Defn: To shed or cast; to change; to molt; as, the hawk mewed his
feathers.
Nine times the moon had mewed her horns. Dryden.

MEW
Mew, v. i.

Defn: To cast the feathers; to molt; hence, to change; to put on a
new appearance.
Now everything doth mew, And shifts his rustic winter robe.
Turbervile.

MEW Mew, n. Etym: [OE. mue, F. mue change of feathers, scales, skin, the time or place when the change occurs, fr. muer to molt, mew, L. mutare to change. See 2d Mew.]

1. A cage for hawks while mewing; a coop for fattening fowls; hence, any inclosure; a place of confinement or shelter; — in the latter sense usually in the plural. Full many a fat partrich had he in mewe. Chaucer. Forthcoming from her darksome mew. Spenser. Violets in their secret mews. Wordsworth.

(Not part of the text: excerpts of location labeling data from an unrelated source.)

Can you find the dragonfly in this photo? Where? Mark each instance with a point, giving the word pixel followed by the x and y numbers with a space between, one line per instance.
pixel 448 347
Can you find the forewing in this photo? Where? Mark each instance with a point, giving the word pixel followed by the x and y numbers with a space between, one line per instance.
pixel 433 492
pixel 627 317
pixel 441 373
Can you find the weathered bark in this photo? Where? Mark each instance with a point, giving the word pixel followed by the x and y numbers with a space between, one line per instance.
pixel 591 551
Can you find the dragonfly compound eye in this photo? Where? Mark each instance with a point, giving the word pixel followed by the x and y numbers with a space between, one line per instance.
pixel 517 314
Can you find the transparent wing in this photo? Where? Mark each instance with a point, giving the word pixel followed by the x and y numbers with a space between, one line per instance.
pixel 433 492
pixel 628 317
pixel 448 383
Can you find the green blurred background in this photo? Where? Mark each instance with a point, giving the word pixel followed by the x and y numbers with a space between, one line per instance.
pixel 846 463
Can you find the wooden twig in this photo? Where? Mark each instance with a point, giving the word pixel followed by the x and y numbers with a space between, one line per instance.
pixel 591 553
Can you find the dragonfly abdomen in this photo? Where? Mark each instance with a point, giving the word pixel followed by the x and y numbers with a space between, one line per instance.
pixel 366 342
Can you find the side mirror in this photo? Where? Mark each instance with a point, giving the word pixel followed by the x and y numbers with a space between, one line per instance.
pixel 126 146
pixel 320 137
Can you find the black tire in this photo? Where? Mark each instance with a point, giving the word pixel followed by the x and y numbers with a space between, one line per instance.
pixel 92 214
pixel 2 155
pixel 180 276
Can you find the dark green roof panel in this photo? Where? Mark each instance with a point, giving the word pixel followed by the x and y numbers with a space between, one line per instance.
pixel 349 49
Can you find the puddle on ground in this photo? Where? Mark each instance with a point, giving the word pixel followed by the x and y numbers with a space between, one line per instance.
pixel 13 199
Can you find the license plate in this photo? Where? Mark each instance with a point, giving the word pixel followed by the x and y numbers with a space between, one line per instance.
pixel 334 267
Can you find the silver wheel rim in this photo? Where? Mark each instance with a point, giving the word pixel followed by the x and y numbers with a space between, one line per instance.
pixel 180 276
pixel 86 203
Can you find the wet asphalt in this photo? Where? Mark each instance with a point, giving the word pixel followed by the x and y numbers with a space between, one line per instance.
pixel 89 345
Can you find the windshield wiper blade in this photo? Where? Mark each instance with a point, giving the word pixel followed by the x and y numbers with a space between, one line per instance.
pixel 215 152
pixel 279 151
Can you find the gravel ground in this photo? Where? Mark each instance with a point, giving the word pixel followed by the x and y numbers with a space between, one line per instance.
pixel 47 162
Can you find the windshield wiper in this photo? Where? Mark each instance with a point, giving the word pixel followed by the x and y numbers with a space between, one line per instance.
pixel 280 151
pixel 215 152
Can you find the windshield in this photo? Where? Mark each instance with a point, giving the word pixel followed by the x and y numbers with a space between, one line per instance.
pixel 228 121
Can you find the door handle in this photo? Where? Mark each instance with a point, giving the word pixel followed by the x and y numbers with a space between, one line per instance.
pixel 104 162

2. A stable or range of stables for horses; — compound used in the plural, and so called from the royal stables in London, built on the site of the king's mews for hawks.

MEW
Mew, v. t. Etym: [From Mew a cage.]

Defn: To shut up; to inclose; to confine, as in a cage or other
inclosure.
More pity that the eagle should be mewed. Shak.
Close mewed in their sedans, for fear of air. Dryden.

MEW
Mew, v. i. Etym: [Of imitative origin; cf. G. miauen.]

Defn: To cry as a cat. [Written also meaw, meow.] Shak.